# Its about time - Memorize

Think its about time to stop digging into details and start memorizing.

1. Formulas

2. Graphs

3. Tips and tricks

4. Notes

Agree - has to be the strategy now for ‘weak’ areas Anyone have tips/tricks for EAR calcs? Like a foreign language to me…

Secret Sauce and quick review of EOC’s for me

review all mock questions i got wrong, do all IPS one more time to practice the return calculation, and go over weak areas that I made a list of (today and tomorrow). Thursday will be one last review of flashcards, friday, one more read through the asset manager code and maybe a bit of GIPS but calling it early to relax and get ready…

whisper whisper : what is EAR lgirl?

are you referring to EAR when combining a put or call with a loan, or when doing total return analysis?

and yes, definitely do Ethics! I have been postponing Ethics till date, but now is the time - 2 out of the 10 vignettes is still a lot of marks! It’s also the border-line decider

I’m at the point where I just want to torch everything

Ethics/GIPS today (could there be a more painful day?!), review mocks tomorrow, do one final AM, and lots of flashcards.

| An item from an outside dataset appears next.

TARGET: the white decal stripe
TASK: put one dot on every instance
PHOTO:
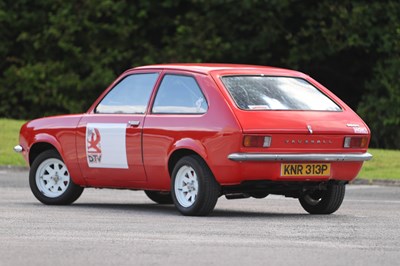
(106, 145)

Yep. At this point there should be no suprises / new material, just memorization and refining one’s understanding.

Today: Review CFAI Mock PM Exams

Tomorrow: Review 2009 - 2011 AM Exams

Thursday: AMC & Corp Finance

Friday: Ethics, a few flashcards, reivew about 10 formulas that have been hard to memorize. Look at PM Exams again to refresh on a few calculations.

Sat morning: Wake up early, eat breakfast, knock this mofo out.

Yep… time to memorize about 30 acronyms

use the calculator much easier:)

EAR for borrower who purchases a call option:

1. Calc compound call premium = cost of call * ((1 + (Libor + Spread) * (days til expiration of option / 360))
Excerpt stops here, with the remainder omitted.